Она легонько махнула рукой.
– Не думайте, что я беспокоюсь, моя дорогая. У нас с вами какое-то особое взаимопонимание. Мне кажется, будто я знаю вас уже очень давно, – она тихо вздохнула. – Мне так всегда хотелось иметь дочь. Как бы хорошо было, если бы вы были ею… Но Адам оказался единственным ребенком. После того как он родился, я больше не могла иметь детей.
– Ваш сын – очень мужественный человек, – сказала я. – Говорил ли вам майор Эллиот, как он спас мне жизнь и привез меня целой и невредимой в Индию?
– Да, кое-что. Однажды я попрошу вас рассказать мне обо всем, рассказать все незначительные подробности, которые не важны для истории в целом, но важны для меня, потому что Адам – мой сын.
– О, я сделаю это с радостью.
Она снова замолчала, а потом внезапно проговорила:
– Они не слишком похожи друг на друга – Чарлз и Адам, но у них есть общая черта, и это – гордость. Глупая, упрямая гордость. Чарлз требовал от Адама беспрекословного повиновения, а тот не желал слушаться отца. Росло раздражение, и вместе с ним росло упрямство… а между тем сердце мое разрывалось, я пыталась прекратить их вражду, принимая одновременно сторону каждого.
Ее глаза увлажнились, и сердце мое наполнилось болью за нее. Я вспомнила гордость и надменный вид Мистера. Они проявлялись даже в том, как он сидел на своем большом черном коне, Флинте, а также высокомерие, сквозившее в холодном взгляде, который напомнил мне взгляд снежного барса. Теперь я видела, что глаза достались ему от отца, а этот тонкий орлиный нос от матери.
Леди Гэскуин продолжала:
– Иногда я задаю себе вопрос: а не боялись ли мы немного Адама. Я хочу сказать – не боялись ли того горевшего в нем огня, железной воли, побуждавшей его идти своим путем, ни перед кем не склоняться, никому не подчиняться, – она опять на мгновение закрыла глаза. – А скорее, я боялась за него. Жизнь обязательно ломает тех, кто не хочет гнуться. – Приблизив медальон к лицу, она посмотрела на него: – Я дала его ему в тот день, когда он пришел ко мне и объявил, что уезжает. Вы ведь тоже знаете, о чем говорится в этих стихах, Джейни. Я всегда молилась, чтобы он считал меня своим другом, но, боюсь, мои молитвы не сбылись. Он сказал, что прекрасно понимает: они с отцом постоянно заставляют меня страдать, и поэтому он уезжает. – Ее губы искривились, и она смахнула слезу. – Ах, как эти мужчины заставляют нас страдать, Джейни. Дело не в том, что они нас не любят. Они просто не понимают, что делают.
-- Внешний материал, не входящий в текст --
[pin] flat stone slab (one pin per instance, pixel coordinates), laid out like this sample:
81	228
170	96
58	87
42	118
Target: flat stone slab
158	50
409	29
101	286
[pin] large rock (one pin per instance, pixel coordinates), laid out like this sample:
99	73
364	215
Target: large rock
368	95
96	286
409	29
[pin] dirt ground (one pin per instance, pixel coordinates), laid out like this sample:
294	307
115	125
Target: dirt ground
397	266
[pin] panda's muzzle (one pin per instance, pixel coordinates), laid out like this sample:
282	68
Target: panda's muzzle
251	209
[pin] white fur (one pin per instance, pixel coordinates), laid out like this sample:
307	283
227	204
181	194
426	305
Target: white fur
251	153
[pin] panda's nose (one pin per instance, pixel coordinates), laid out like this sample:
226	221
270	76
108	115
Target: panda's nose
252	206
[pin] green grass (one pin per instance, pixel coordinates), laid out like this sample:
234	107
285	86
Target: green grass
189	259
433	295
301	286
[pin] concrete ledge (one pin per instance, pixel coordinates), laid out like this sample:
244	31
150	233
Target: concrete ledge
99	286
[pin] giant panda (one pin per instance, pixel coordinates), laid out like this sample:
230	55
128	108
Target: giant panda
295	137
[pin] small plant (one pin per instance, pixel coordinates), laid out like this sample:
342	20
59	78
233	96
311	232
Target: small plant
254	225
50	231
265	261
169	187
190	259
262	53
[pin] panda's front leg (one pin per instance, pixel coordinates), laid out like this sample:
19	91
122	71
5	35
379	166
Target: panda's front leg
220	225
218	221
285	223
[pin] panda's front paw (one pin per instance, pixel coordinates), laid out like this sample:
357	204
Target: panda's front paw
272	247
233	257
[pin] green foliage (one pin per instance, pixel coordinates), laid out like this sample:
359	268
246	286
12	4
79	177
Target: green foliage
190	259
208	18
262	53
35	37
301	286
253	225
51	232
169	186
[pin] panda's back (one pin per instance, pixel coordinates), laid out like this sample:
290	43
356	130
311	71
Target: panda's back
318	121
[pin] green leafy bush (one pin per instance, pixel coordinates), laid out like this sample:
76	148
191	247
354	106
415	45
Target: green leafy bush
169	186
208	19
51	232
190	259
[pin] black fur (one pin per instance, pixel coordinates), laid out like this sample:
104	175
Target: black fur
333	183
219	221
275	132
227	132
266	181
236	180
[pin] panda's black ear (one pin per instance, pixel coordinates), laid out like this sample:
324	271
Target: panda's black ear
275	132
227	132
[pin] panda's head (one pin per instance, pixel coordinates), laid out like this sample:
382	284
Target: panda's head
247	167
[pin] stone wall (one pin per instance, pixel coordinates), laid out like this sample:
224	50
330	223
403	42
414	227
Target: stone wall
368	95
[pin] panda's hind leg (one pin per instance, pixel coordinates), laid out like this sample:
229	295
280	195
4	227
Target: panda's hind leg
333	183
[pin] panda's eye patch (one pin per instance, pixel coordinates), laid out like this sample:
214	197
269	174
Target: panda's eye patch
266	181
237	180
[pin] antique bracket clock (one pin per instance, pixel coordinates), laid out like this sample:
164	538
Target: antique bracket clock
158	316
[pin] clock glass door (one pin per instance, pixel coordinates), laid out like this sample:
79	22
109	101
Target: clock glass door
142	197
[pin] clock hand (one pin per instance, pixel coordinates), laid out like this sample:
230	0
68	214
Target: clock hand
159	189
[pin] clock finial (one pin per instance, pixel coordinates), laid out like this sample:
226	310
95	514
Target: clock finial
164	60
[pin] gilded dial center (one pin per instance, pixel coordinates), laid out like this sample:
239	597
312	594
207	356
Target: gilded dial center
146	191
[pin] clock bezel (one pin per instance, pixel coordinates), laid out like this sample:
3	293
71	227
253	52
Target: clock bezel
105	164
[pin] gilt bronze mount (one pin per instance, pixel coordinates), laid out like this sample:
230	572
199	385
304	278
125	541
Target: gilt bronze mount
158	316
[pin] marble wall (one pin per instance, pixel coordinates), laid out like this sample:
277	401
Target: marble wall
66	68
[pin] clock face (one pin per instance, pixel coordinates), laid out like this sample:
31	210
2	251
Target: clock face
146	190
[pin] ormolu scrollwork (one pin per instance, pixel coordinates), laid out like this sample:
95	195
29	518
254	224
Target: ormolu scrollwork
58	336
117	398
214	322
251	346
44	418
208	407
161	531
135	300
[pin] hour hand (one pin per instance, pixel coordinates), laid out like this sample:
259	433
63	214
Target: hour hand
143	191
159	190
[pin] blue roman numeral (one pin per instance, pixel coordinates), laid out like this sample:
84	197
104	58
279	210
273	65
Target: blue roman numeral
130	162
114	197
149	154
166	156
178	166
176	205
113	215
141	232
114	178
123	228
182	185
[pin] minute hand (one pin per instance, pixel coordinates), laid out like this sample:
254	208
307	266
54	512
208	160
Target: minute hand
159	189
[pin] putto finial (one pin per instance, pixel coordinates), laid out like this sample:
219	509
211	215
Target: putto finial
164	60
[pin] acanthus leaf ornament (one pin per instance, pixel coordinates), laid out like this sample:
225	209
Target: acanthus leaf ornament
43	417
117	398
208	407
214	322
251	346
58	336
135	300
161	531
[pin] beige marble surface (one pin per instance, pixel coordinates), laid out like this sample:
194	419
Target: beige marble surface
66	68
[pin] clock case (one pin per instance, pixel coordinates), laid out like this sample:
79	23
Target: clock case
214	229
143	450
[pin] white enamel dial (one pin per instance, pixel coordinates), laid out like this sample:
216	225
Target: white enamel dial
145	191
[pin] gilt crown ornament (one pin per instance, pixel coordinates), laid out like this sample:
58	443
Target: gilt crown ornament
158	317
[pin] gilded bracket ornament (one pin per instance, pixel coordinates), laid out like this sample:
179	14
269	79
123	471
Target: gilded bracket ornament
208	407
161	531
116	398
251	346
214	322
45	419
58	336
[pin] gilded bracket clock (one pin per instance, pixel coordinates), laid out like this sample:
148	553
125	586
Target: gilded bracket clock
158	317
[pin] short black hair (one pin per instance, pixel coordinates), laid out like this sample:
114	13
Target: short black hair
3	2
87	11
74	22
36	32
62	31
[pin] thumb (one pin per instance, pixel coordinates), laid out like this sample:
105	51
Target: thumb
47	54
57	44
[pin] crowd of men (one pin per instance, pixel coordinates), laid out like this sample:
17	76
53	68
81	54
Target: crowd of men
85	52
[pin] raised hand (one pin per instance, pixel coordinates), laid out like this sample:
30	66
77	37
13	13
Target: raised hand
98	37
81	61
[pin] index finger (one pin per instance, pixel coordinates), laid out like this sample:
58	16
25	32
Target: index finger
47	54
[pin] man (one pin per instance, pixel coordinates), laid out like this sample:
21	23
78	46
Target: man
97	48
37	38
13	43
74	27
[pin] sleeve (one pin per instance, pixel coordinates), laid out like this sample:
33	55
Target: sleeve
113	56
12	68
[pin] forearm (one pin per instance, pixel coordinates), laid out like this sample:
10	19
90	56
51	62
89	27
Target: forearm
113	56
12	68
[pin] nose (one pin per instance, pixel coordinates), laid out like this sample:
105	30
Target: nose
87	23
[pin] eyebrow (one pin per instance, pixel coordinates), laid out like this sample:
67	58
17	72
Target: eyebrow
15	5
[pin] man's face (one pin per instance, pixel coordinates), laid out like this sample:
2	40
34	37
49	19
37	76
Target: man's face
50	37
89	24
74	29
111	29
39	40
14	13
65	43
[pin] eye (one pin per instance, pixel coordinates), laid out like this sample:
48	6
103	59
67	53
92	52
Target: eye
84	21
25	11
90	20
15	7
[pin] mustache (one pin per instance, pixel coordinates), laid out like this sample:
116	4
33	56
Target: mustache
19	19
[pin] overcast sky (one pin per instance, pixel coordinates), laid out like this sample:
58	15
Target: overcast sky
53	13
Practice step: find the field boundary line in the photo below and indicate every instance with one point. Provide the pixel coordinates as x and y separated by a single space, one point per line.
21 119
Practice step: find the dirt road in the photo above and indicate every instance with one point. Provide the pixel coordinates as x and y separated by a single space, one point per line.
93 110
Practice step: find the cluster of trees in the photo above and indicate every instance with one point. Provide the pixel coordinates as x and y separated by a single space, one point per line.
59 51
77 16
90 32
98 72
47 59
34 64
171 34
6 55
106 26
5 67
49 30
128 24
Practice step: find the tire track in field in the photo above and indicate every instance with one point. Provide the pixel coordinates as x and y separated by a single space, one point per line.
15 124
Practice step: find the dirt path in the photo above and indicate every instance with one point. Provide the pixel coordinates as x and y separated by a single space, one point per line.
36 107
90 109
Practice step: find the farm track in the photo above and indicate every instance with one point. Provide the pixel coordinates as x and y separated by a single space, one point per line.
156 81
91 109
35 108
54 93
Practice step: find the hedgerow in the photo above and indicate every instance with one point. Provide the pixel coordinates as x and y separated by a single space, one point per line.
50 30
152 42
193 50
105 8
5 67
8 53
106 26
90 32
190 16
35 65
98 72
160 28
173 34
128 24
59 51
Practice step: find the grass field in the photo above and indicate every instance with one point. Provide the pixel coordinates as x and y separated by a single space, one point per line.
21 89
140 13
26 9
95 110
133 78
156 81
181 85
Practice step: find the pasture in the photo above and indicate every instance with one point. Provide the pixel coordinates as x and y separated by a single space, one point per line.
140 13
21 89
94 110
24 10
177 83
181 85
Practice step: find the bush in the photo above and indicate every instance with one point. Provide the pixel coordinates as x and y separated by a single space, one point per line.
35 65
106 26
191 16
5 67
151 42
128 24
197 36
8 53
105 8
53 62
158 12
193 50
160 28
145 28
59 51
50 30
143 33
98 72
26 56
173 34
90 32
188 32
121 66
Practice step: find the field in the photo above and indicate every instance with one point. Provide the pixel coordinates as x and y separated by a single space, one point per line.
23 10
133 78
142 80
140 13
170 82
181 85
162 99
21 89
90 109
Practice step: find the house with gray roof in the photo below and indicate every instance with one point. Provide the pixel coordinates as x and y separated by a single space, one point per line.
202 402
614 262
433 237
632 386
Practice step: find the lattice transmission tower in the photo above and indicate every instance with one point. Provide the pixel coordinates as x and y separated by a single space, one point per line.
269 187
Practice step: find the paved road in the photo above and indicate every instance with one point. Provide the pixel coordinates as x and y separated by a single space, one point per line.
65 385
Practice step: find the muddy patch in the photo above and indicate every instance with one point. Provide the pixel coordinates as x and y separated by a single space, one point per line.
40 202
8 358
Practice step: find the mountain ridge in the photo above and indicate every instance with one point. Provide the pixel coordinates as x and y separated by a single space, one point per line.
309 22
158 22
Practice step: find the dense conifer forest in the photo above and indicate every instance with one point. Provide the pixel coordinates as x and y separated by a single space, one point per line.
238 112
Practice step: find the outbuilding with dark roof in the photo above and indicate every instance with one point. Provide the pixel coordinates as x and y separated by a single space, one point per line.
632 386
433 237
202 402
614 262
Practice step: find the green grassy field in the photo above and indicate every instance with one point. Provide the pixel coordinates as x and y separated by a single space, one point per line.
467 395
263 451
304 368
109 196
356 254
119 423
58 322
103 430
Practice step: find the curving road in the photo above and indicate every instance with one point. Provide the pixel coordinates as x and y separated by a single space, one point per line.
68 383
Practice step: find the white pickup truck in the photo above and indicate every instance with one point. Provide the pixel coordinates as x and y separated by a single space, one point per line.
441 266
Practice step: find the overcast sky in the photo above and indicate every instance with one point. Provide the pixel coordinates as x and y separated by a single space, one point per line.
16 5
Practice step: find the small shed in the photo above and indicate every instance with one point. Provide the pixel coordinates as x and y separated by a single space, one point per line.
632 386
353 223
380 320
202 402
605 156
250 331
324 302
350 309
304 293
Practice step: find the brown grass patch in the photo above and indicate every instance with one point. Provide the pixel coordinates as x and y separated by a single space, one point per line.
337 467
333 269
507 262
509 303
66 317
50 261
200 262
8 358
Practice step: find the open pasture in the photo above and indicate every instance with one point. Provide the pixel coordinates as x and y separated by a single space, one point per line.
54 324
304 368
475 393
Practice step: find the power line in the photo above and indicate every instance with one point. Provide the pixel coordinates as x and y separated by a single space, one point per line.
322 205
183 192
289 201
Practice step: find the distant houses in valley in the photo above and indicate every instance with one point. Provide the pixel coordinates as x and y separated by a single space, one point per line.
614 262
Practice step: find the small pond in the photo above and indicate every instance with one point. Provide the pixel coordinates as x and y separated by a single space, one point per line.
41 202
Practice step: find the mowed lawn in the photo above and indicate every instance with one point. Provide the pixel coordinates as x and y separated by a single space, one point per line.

Я взяла ее руку, не зная, что говорить, и чувствуя себя ужасно неловко.
– Но ведь он носил ваш талисман, – решилась я наконец. – И в нем есть огромная доброта. Когда я была больна, он обращался со мной необыкновенно бережно, леди Гэскуин.
– Значит, вы хорошо на него влияли, – сказала леди Гэскуин с печальной улыбкой. – Конечно, только глупая женщина вроде меня будет думать, что сын поймет, как мать за него беспокоится. Сыновья, полагаю, делаются не из этого теста. – Она глубоко вздохнула. – Простите, моя дорогая. Вероятно, я привожу вас в смущение своими разговорами.
– О, пожалуйста, не говорите так. Я очень вам сочувствую и была бы рада помочь, но не знаю как.
– Я хватаюсь за соломинку, Джейни. Позвольте мне объяснить. Когда Адам уехал, Чарлз заявил, что никогда не позволит ему вернуться к нам, и еще несколько месяцев назад мой муж оставался тверд, как скала. Я мирилась с таким положением целых десять лет. Из писем Адама я поняла, что он не предпримет попытки вернуться, если его не пригласит отец. Мне было тяжело это выносить, но я терпела до тех пор, пока время от времени получала какие-то известия от Адама или о нем. По крайней мере я знала, что он жив. Но уже три года у меня нет никаких сведений. Три года, Джейни.
– Леди Гэскуин, мне очень жаль. Я сама встревожена и огорчена вашими словами, но понимаю, что вам во сто крат тяжелее. Это из-за длительного молчания ваш муж… склонен смягчиться?